Denouncers and their relatives are protected by certain legal mechanisms. Although the denouncers must give their name and address when making the denunciation, their identifying information may be kept confidential.
Under certain circumstances as provided in the New Penal Code, failure to denounce a criminal violation or corrupt act may subject the relevant person to a penalty of up to three years’ imprisonment.
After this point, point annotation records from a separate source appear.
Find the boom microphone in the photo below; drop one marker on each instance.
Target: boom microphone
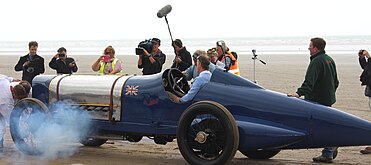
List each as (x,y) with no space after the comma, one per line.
(164,11)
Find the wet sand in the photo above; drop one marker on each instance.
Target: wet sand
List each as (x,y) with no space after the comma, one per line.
(282,73)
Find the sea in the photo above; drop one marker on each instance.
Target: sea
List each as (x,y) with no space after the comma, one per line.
(243,46)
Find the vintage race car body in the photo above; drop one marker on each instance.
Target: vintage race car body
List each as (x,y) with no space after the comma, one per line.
(230,113)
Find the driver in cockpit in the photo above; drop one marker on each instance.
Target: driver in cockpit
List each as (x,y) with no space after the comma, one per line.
(203,63)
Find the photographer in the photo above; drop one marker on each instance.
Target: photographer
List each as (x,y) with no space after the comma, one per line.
(151,63)
(108,63)
(183,58)
(225,56)
(31,64)
(63,64)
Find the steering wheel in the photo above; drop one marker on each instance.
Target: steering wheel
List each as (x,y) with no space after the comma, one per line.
(177,82)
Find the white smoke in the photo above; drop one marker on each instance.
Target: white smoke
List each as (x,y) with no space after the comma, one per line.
(57,136)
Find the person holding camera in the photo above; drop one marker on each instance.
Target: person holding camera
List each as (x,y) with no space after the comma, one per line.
(202,67)
(365,78)
(63,64)
(151,63)
(9,95)
(108,63)
(31,64)
(183,58)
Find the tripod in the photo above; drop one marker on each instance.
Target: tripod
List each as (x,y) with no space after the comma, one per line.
(255,57)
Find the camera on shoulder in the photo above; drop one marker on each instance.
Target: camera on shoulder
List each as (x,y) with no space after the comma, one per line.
(146,44)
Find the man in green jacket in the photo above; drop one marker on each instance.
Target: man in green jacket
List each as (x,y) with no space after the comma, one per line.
(320,84)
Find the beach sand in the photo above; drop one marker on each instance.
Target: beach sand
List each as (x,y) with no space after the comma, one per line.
(282,73)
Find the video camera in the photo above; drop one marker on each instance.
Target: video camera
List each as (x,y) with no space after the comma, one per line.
(146,44)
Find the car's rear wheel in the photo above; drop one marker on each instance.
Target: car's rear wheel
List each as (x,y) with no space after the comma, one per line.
(207,134)
(26,120)
(260,154)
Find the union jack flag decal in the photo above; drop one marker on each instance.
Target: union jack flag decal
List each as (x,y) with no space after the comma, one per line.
(131,90)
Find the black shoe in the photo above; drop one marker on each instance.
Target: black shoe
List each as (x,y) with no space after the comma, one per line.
(323,159)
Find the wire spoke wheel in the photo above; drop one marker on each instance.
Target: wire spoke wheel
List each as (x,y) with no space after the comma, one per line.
(207,134)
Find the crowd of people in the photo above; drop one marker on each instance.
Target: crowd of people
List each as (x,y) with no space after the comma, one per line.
(320,84)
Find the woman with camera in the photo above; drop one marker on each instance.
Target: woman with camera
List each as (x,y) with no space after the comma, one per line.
(63,64)
(151,62)
(107,63)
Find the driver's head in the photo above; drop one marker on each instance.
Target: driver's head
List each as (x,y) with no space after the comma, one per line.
(203,63)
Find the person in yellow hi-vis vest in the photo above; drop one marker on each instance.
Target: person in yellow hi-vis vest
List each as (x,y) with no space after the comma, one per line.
(225,56)
(107,63)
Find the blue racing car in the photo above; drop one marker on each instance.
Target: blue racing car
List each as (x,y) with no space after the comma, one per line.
(230,113)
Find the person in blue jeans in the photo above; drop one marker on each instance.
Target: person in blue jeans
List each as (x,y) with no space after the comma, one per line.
(320,85)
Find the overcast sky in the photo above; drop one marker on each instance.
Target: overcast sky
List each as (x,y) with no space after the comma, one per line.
(24,20)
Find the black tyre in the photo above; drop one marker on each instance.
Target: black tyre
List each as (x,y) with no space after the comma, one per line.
(27,118)
(260,154)
(207,134)
(92,142)
(134,138)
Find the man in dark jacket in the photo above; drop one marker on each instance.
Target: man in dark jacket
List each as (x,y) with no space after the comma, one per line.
(151,63)
(62,63)
(320,84)
(183,58)
(31,64)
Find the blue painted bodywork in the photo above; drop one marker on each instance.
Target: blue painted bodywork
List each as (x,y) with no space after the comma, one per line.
(265,119)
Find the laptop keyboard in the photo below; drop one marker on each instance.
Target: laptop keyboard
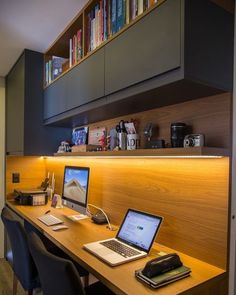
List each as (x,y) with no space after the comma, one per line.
(49,219)
(120,248)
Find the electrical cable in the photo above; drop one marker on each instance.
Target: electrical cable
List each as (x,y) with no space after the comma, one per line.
(107,219)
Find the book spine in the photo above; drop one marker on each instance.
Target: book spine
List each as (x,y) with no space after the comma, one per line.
(101,21)
(49,71)
(113,16)
(127,11)
(88,39)
(96,26)
(140,7)
(70,53)
(79,45)
(109,31)
(119,6)
(104,20)
(151,3)
(46,73)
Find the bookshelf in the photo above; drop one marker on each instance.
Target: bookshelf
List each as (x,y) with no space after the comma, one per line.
(95,29)
(194,152)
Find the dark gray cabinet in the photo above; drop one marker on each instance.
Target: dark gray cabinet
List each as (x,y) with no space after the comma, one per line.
(26,133)
(83,84)
(181,50)
(149,48)
(86,82)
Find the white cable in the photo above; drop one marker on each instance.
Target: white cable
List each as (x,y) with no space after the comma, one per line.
(107,219)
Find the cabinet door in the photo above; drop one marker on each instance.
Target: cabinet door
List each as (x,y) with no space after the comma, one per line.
(55,97)
(149,48)
(15,92)
(85,82)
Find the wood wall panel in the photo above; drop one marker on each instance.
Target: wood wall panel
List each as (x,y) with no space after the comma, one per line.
(191,195)
(209,116)
(31,169)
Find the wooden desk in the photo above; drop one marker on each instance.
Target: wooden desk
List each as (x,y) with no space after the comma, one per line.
(204,279)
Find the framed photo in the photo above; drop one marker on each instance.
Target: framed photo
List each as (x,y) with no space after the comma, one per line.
(97,135)
(54,201)
(80,135)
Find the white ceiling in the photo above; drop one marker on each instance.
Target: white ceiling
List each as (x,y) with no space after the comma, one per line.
(32,24)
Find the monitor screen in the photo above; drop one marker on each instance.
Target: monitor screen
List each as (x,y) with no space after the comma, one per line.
(139,229)
(75,188)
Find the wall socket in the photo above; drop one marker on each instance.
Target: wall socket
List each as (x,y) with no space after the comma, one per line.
(15,177)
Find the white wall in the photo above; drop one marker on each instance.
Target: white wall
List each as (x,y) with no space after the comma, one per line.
(2,160)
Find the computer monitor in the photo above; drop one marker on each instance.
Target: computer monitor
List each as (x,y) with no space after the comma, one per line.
(75,188)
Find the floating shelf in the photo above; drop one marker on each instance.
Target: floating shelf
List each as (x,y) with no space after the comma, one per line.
(193,152)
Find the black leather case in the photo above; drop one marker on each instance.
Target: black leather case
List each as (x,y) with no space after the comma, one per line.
(161,265)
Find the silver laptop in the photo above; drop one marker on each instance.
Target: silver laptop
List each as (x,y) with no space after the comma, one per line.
(133,240)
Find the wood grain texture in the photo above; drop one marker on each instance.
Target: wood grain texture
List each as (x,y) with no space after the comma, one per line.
(191,195)
(120,279)
(31,169)
(208,115)
(153,153)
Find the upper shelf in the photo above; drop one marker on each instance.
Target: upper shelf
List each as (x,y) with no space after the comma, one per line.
(193,152)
Currently, there are no specific laws governing the protection of data privacy in Vietnam. However, the requirement for keeping private information relating to an individual or organisation confidential may be found in various legal documents, such as the Civil Code No. 91/2015/QH13 effective as from 1 January 2017, the Law on Information Technology No. 67/2006/QH11 and the Law on Electronic Transactions No. 51/2005/QH11. In principle, the collection and/ or publication of any information and material of an individual or organisation must be approved in advance by that person or organisation, except as required by the competent authority in accordance with the laws.
Disclosure and privilege
Under Vietnamese laws, lawyers are required to keep information relating to the cases and the clients confidential during and after their supply of legal services, except as approved otherwise by the client or requested in accordance with the laws. Nevertheless, as Vietnamese laws do not expressly recognise any privilege with respect to the disclosure of confidential information in the legal profession, it is arguable whether lawyers have the obligation to disclose confidential information of their clients upon the request of the competent authority during any investigations or legal proceedings.